The polymath demystified the Indian psyche like nobody else did
Sudhir Kakar (1938-2024) (Photo: Getty Images)
THOSE WHO WERE closely associated with Sudhir Kakar for long have repeatedly insisted that to say the man was a genius is an understatement. He was a polymath—and they do not make the likes of him anymore—who left a deep imprint in multiple subjects he had mastered over time and across cultures. Engineer, economist, novelist, and a noted psychoanalyst, Kakar wore multiple hats, because all of them fit him well. As an author, his shift from non-fiction to fiction came late, when he was in his sixties, but he did well regardless, treating us to his fertile imagination. He went on to influence and inspire different people in different ways. To some of us, he may have been the ultimate explorer of sexuality in the most uninhibited fashion, breaking taboos built around what is politically correct and what isn’t. He dug deep into history or picked up contexts from wherever he could lay his hands on to mesmerise his readers with originality.
His stellar book, Intimate Relations: Exploring Indian Sexuality, had an erotic cover that was designed to sell sex. The book, as the title suggests, covered sexual hunger, women in Indian epics, Mahatma Gandhi’s “war on his wants”, and a vast range of other topics that could stir controversy at any point of time. As a scholar, he was an equal-opportunity offender who provoked everyone and left many embarrassed over holding on to pre-conceived notions about life and culture. Kakar was proud to do so because he didn’t write for the faint-hearted. He was also critical of certain political projects and the thrust certain movements had placed on violence, subjugation, and marginalisation.
A clinical practitioner, he took things in his stride and wrote books that delved into the Indian psyche in a way very few people at home did, then or now. He was, in that sense, the quintessential public intellectual who dared to speak out, forever willing to court controversies. According to Professor Rita Kothari, a bilingual author, translator and Professor of English, and the head of the Department of English at Ashoka University who has closely followed his works from his initial days, “He (Kakar) was the go-to person for psychoanalysis in India. Anyone who wants to study India’s psychic life cannot afford to ignore his works. He taught us about forms of intimacy buried in Indian literature and families. He also examined violence in the Indian context. There is nobody who comes anywhere close to him in that field. His contributions are very fundamental.”
Born in Nainital, now in Uttarakhand, Kakar completed his engineering from Gujarat University. An alumnus of Delhi’s Modern School, the University of Vienna, and the University of Frankfurt’s Sigmund Freud Institute, Kakar had taught at the Indian Institute of Technology in Delhi, and the Indian Institute of Management, besides various foreign institutions, before relocating to Goa, aged 64, in 2003.

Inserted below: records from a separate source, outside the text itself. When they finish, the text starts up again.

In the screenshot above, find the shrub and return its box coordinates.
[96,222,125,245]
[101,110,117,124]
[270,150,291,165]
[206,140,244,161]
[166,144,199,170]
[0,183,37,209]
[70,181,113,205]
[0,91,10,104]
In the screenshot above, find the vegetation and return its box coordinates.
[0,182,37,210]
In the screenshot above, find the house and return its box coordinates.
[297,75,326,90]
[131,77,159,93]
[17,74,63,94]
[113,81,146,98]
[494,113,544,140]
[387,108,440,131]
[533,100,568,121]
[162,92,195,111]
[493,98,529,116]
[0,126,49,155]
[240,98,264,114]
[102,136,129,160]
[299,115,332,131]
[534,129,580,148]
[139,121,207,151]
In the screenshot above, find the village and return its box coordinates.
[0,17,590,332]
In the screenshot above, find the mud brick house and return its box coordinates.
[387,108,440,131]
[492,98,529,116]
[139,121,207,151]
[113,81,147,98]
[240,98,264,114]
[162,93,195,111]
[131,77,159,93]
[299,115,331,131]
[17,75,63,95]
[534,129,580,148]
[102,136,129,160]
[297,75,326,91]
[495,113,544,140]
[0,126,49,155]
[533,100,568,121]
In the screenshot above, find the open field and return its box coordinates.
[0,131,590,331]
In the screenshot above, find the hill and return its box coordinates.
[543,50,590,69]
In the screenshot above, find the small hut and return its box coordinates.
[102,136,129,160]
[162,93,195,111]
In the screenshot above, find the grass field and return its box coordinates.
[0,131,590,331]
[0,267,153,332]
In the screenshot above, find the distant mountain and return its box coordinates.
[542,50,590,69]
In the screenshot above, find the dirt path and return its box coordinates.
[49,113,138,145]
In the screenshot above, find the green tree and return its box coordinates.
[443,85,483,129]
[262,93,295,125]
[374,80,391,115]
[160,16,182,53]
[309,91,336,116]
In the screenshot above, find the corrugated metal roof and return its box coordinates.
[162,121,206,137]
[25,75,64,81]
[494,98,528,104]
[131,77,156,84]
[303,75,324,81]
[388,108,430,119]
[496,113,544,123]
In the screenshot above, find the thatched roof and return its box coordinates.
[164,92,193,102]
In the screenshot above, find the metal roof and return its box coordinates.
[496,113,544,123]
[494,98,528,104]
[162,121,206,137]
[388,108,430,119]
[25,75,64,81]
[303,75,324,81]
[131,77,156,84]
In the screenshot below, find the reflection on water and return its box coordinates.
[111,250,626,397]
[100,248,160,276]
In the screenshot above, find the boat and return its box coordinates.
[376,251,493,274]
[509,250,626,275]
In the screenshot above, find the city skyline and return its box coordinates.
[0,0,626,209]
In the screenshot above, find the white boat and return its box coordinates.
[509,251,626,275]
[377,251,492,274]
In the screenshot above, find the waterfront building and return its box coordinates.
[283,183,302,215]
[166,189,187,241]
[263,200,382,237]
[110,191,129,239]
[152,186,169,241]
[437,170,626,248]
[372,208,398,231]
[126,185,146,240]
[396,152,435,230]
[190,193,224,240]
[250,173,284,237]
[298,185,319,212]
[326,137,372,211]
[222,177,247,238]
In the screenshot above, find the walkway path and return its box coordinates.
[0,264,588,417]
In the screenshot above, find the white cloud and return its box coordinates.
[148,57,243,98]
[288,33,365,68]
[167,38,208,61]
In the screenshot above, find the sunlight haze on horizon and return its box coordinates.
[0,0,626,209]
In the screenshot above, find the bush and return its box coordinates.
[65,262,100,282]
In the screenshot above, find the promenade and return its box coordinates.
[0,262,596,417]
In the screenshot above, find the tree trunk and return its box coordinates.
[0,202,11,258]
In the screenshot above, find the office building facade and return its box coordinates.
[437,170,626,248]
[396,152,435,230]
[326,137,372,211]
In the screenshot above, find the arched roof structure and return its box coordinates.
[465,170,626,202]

Kakar’s very first novel, The Ascetic of Desire, attracted rave reviews for its interpretation of the character Vatsyayana, the author of Kamasutra, who in the novel was born in a brothel where his mother and aunt were courtesans. He was an original. A New York Times review of the book from 2000 said, “Always an elegant stylist, Sudhir Kakar has written a sensual work that is alive with historical detail and provocative ideas about the world’s most fascinating subject.” For Kakar, it was important to write that work because he was talking about sex in its golden age in India while living in a time when any mention of sex invoked conflicted emotions of fear, guilt and longing. He proved himself to be a master in using films, myths, and literature to develop his views about intimacy and psychology in which, according to him, imagination played a crucial role – something Vatsyayana would have wholeheartedly agreed with.
Kakar had a great skill for familiarising people with dense subjects such as his interest in culture and psychoanalysis and their connection. Nothing about Kakar was one-dimensional. He was a visionary who refused to compromise on intellectual honesty. He has written extensively on how Indians view their culture and in different contexts. For instance, he has analysed how Indians thought of their culture while being in India and when they were abroad.
He leaves behind a rich legacy: his unputdownable books.